Development of Hungarian spectral library: Prediction of soil properties and applications

Development of Hungarian spectral library: Prediction of soil properties and applications

Updating soil information systems (SIS) requires advanced technologies to support the time and cost-effective and environment-friendly soil data. The use of mid- infrared (MIR) Spectroscopy as alternative to wet chemistry has been tested. The MIR spectral library is a useful technique for predicting soil attributes with high accuracy, efficiency, and low cost. The Hungarian MIR spectral library contained data on 2200 soil samples from 10 counties representing the first Soil Information and Mentoring System (SIMS) survey. Archived soil samples were prepared and scanned based on Diffuse Reflectance Infrared spectroscopy (DRIFT) technique and spectra data were saved in the fourier transform infrared (FTIR) spectrometer OPUS software. Preprocessed filtering methods, outlier detection methods and calibration sample selection methods were applied for spectral library.

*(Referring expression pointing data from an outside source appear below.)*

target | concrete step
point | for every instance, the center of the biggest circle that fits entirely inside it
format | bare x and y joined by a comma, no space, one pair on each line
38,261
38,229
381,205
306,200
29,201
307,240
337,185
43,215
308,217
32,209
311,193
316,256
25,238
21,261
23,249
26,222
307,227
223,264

MIR calibration models were built for soil attributes using Partial Least Square Regression (PLSR) method. Coefficient determination (R2), The Root Mean Squared Error (RMSE) and Ratio of Performance to Deviation (RPD) were used to assess the goodness of calibration and validation models. MIR spectral library had the ability to significantly estimate soil properties such as SOC, CaCO3, sand, clay and silt through various scale models (national, county and soil type). The findings showed that our spectral library soil estimations are precise enough to provide information on national, county and soil type levels enabling a wide range of soil applications that demand huge amounts of data such as soil survey, precision agriculture and digital soil mapping.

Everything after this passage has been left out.